Final Optimization Tips

  1. Retain your original Dataview query code to avoid abandoning existing note statistics
  2. Limit concurrent AI task quantity to prevent local port service overload
  3. Add switch toggles in plugin settings to turn off RSS/GitHub data modules when not needed
  4. Bind hotkeys for core dashboard functions via Obsidian hotkey settings panel

常见问题

Will this plugin conflict with my existing Obsidian plugins?

No. The AI Dashboard plugin is a standalone custom plugin that runs independently. It doesn't modify or interfere with Dataview, Templater, or any other community plugins. You can keep all your existing plugins and simply add this one as a new dashboard layer.

Do I need to keep Claude Code running in the background?

Only when you want to trigger AI tasks from the dashboard.
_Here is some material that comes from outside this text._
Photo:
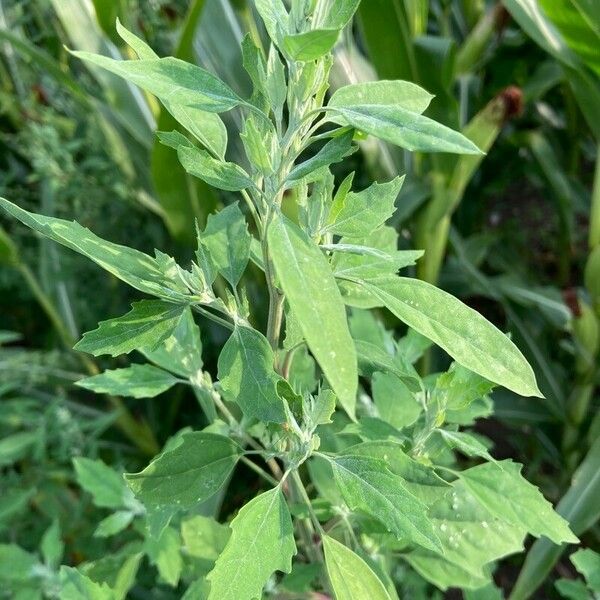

The claude-code serve command runs a lightweight HTTP server on port 8080 that listens for dashboard requests. When not in use, you can stop it to free resources. The dashboard itself works fine without it — you just won't have one-click AI execution until the service is running.

Can I customize which AI agent handles which task?

Yes. The button handlers in Step 3 are fully customizable. You can route different tasks to different agents — for example, send code generation to Codex, deep research to Claude Code, and vault organization to a local LLM. Just modify the fetch URL and payload for each button.